Level 2 LLM integration libraries fundamentally have the goal of making common use cases easier. In post 2 in this series, we'll explore these use cases in more detail.

Notable Lack of First-Class Level 2 Frameworks

Notably, while both OpenAI and Anthropic have level 1 libraries (openai and anthropic respectively), no major AI lab has a level 2 LLM integration library.

Your author speculates that this is a function of resources and focus: the battle is currently being fought on model quality (and hopefully safety).

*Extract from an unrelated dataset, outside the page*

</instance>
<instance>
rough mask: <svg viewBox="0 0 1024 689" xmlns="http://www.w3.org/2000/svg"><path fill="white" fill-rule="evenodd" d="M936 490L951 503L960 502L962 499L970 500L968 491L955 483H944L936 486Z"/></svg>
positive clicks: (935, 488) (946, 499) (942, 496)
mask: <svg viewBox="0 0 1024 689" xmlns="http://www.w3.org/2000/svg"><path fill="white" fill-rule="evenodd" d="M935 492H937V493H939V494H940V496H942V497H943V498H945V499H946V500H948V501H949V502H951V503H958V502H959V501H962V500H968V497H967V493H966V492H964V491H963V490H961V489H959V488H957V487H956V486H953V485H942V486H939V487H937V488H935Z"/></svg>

But the use cases of LLMs are much more defined than they were even a year ago. And as such, it's wonth considering what it would look like if OpenAI or Anthropic built a level 2 library themselves.

Conclusion

A level 0 LLM library isn’t much of a library at all - it’s just raw requests to the model API. A level 1 LLM library gives you a wrapper around the model API while remaining application agnostic. A level 2 LLM library gives you utility functions to make building common LLM applications (some RAG app) easier.

In the next blog post, we'll put on our product design hats and ask ourselves what users really want from level 2 LLM integration libraries. From there, we'll be prepared to design a level 2 library, pretending that we were OpenAI or Anthropic. Gulp!